The Bear Came over the Mountain
Fiona and Grant have been married for almost 50 years and are living in Fiona’s parent’s house. Their retirement is interrupted by the onset of Fiona’s dementia. Whether it’s Alzheimer’s is not known but she is sent to a rest home for those with those problems. Grant visits after a month’s hiatus and discovers Fiona has affections for Aubrey, a male patient who is confined to a wheelchair. Although Fiona lives on the 1st floor where those with some cognizance stay (the second floor is the lockup for those “out of it”), she seems not to recognize Grant when he visits and clings to Aubrey. After Aubrey’s wife removes him, Fiona begins to decline. The desperate Grant visits Marian, the wife, seeking to have her bring Aubrey back for visits. She denies his request initially but their mutual loneliness brings them together and Marian takes Aubrey for visits with Fiona again. Although the story is straightforward, we find Grant was quite a philanderer as a college professor and his guilt over sending Fiona away early is palpable but not enough to stop his philandering ways.

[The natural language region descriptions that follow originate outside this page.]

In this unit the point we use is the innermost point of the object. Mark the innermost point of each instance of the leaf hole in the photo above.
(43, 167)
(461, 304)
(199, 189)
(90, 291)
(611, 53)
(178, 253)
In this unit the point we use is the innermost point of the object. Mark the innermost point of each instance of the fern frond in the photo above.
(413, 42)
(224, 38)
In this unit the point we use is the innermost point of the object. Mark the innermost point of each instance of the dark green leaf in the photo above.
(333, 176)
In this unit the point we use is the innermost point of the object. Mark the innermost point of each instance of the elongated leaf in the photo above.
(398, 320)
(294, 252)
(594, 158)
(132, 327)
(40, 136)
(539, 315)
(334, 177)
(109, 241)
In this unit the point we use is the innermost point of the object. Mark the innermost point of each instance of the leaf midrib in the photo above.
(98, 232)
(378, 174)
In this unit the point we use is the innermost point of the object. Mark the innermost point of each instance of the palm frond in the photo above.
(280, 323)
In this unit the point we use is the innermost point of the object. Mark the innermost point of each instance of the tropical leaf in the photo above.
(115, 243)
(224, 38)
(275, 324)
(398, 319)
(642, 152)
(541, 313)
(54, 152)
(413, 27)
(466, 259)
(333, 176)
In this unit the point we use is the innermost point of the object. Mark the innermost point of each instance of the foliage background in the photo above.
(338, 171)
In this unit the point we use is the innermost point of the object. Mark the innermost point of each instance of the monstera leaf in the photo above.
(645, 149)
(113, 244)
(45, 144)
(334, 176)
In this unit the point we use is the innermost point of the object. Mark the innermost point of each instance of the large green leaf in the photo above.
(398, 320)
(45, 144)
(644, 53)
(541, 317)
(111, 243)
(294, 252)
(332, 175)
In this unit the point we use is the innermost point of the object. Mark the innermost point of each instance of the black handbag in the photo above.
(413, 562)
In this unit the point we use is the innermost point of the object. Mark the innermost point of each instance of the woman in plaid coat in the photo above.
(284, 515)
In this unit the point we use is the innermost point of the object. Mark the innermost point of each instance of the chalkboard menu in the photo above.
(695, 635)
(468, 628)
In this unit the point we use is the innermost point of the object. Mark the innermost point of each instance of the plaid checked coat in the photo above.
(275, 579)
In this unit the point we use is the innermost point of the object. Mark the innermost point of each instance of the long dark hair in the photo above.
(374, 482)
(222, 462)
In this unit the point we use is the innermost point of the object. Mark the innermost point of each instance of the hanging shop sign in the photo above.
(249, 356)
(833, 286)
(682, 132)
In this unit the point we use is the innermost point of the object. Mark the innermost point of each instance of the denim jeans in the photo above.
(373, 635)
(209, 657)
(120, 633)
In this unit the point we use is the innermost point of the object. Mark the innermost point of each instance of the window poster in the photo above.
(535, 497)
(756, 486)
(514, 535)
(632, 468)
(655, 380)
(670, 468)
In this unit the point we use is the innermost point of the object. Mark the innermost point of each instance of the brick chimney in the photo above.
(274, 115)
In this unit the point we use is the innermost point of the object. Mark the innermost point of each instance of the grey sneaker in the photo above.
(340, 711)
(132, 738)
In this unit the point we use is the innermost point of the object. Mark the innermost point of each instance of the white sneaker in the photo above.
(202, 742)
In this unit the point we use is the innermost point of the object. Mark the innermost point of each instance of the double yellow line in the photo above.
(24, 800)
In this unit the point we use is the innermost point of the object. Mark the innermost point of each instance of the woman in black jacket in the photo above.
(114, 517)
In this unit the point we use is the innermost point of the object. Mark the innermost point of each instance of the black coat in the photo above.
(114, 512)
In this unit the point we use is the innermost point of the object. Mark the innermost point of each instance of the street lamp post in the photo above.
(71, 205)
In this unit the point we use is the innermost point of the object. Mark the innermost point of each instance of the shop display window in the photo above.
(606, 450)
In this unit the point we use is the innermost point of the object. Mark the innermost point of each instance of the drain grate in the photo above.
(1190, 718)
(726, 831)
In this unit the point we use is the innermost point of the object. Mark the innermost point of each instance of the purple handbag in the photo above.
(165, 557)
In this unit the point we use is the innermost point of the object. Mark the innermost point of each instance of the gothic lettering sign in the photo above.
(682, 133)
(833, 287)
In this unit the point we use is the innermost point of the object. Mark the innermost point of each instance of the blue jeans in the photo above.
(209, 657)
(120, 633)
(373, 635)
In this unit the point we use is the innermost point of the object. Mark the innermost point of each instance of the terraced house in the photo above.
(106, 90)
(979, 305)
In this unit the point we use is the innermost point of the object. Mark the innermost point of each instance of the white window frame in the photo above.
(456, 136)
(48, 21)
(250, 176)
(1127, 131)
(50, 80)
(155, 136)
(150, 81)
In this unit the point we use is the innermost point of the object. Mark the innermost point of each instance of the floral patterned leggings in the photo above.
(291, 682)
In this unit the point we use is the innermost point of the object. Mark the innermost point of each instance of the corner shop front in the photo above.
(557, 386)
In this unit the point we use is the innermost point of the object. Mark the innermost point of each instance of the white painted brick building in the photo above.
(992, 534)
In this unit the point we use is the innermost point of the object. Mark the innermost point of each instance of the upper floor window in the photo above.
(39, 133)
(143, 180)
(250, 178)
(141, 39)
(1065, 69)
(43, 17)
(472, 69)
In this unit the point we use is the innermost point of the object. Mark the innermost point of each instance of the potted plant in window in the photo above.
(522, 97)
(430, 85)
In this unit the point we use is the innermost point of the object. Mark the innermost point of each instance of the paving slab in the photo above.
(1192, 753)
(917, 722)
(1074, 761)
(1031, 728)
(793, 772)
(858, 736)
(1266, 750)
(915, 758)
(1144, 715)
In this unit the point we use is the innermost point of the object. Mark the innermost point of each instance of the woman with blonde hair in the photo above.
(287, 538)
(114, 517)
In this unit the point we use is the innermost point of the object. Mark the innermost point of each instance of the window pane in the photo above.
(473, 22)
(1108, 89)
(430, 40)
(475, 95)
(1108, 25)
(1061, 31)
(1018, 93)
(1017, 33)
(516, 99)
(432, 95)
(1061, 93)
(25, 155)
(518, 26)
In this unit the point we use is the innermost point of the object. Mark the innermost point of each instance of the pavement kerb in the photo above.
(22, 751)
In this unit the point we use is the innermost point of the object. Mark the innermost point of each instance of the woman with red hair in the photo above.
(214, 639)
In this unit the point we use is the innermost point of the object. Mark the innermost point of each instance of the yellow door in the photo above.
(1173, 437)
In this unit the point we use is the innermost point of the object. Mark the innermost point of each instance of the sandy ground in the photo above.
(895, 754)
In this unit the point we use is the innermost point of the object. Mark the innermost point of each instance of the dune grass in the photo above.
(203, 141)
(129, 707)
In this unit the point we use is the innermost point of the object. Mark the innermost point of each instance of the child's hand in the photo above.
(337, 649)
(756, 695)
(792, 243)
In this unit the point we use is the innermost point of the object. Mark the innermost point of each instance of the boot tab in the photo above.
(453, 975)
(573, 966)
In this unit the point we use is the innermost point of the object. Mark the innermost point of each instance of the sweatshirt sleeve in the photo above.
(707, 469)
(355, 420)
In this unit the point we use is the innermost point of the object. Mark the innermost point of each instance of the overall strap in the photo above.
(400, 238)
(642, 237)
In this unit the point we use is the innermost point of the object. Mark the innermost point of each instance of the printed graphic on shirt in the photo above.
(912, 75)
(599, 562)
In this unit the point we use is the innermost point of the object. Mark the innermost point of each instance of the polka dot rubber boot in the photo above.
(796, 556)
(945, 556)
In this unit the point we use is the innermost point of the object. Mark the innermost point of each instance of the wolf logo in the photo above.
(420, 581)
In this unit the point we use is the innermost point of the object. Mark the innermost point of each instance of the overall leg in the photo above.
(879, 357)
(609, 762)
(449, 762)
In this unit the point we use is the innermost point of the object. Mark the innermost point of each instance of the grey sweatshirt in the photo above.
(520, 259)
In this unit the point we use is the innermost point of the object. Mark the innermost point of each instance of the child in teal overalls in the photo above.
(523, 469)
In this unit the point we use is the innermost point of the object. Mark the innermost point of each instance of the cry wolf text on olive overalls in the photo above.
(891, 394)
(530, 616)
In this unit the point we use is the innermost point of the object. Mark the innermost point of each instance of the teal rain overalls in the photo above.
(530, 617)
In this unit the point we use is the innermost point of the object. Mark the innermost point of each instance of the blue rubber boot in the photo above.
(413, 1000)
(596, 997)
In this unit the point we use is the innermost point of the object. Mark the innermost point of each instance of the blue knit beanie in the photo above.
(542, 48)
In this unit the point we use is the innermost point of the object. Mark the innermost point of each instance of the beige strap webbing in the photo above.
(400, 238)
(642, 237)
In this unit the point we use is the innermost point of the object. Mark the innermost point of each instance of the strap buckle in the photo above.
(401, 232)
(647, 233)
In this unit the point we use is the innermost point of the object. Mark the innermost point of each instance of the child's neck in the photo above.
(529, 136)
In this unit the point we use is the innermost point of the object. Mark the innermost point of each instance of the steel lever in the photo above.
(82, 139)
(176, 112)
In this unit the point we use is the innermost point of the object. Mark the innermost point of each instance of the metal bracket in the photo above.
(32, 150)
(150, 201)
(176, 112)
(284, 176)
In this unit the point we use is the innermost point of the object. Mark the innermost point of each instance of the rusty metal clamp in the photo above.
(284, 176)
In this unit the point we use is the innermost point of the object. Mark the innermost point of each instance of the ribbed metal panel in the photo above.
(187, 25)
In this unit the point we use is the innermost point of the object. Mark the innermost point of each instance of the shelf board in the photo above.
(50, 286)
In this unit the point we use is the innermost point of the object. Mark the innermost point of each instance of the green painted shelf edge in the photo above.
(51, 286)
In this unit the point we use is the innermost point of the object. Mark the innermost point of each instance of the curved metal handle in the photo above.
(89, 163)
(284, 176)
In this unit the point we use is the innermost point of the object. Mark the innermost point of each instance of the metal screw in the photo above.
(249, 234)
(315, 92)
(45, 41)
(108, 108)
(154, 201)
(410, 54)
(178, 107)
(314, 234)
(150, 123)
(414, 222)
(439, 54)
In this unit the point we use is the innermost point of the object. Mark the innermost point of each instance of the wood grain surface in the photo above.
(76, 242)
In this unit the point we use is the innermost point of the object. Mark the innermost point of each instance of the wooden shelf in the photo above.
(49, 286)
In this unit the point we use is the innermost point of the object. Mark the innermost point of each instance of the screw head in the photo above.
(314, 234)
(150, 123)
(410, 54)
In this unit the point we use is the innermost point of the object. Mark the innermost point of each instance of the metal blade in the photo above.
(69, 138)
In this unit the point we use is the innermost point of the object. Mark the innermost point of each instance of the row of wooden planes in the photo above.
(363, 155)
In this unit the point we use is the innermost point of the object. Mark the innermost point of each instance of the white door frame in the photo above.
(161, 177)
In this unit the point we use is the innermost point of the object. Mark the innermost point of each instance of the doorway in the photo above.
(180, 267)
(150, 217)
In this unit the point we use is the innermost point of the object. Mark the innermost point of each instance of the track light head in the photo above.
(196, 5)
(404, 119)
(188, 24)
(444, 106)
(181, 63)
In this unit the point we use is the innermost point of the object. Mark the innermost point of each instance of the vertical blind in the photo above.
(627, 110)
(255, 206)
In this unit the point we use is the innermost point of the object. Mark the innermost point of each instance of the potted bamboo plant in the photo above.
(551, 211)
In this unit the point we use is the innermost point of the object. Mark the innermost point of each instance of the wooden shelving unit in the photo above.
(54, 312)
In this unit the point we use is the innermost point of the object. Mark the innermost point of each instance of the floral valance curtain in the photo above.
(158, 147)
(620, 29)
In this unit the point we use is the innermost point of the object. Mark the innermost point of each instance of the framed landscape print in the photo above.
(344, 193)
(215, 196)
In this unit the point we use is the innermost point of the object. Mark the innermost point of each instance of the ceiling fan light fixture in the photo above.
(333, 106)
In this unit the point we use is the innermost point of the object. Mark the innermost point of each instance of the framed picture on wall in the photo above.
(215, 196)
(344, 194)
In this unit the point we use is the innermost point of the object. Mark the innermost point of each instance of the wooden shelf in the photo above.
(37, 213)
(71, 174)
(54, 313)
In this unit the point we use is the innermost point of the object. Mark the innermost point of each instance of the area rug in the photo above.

Overall, this book was interesting in the scope and breadth of the stories. They had a kind of wistful quality about them. They each seemed to all provide one person’s perception of their surroundings and what others are doing. One seldom knows the whole story about others. You only get brief glimpses of what really is going on – sort of like a kaleidoscope of life around you. You make of it what you like but you may be right or you might be wrong in analyzing those glimpses. Seldom does what you think have much effect on the outcomes in other’s lives. I rate this collection of stories as a 3 on my scale of 1-10 (1 as best).